Yesterday was Sherod’s birthday. I spent most of the morning assembling a raised plant bed, my gift to him. That involved taking his truck to bring the kit home from my office where I had kept it to make this a surprise, reading instructions, figuring out what tools I needed and gathering them up, hefting bags of dirt and large wooden parts from one place to another. I was hot and sweaty and pretty grimy by the time I got through. I had hoped to surprise Sherod with the bed already fully assembled but fairly quickly, realized I would do the job better with some guidance from him. Sherod sat like a Pasha out on our deck and gave instructions, letting out sighs and huffs of frustration because I may be somewhat strong and somewhat smart but I am still pretty clutzy about this kind of stuff.
Still. I assembled the plant bed and before too long we will have fancy lettuce and heirloom tomatoes growing. Even more, it will be a daily reminder of where we are heading. Increasingly, it becomes clear to us how much we want to be in a small patch of land with a simple, well designed, house. Some of the possibilities we are discussing include working with the folks from the Auburn Rural Studio project. Or putting together a house using modules from Kithaus. Sherod talks about wanting a goat,a pair of geese to chase people who come visit, giving him cheap and endless amusement from the front porch. And he wants him some biddies. For me, it’s the possibility of the kind of darkness that’s filled with starlight, that’s real and alive. The experience of working in a garden or in the kitchen or on a house project so at the end of the day I am maybe more than a little sore but also tired and able to see what I accomplished, able to stand back and say, “I got that done”. Incarnation. It’s all about incarnation and not the endless mind games I was stuck in for so long.
We are getting increasingly serious about moving back to Alabama, somewhere out in the country around Selma. I don’t have any illusions about what that means—the conservatism, the bigotry, the poverty—in other words, a place with sharp edges and little in the way of comfort for this progressive, feminist, non-traditional Swedish-Colombian woman. I also know this. Alabama has enacted the toughest, meanest anti-immigrant laws in the country—and there are still Latinos in Alabama, including many who are invisible and marginalized. I am still a priest…
Your raised plant bed looks like a manger. 🙂
You would be pretty much in culture shock, but that is ok – you will do fine. About 3 hours from where I live.
It is funny how we all want to head back to our beginnings.
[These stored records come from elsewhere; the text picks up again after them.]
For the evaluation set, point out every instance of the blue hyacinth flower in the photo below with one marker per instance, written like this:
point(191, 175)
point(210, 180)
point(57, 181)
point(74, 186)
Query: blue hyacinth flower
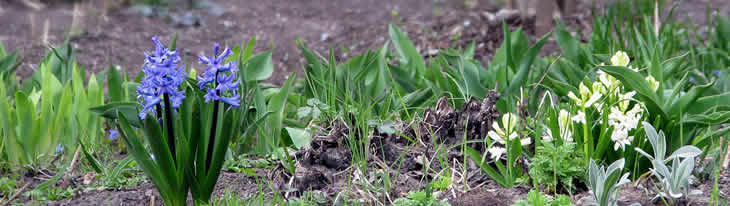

Mike and I are considering a retirement between the town I was born in, Hendersonville and the large progressive city of Asheville, NC. Having land, chickens, ducks and a bit of water will always be a part of us. I hope you find what you are looking for.
Good job on the plant bed. Living in the rural south will be tough. It is tough for me in the mountains of Tennessee, but I love living there with my animals and all the natural beauty. You will definitely find your niche but I suspect you will question, as I do, why does it have to be this way?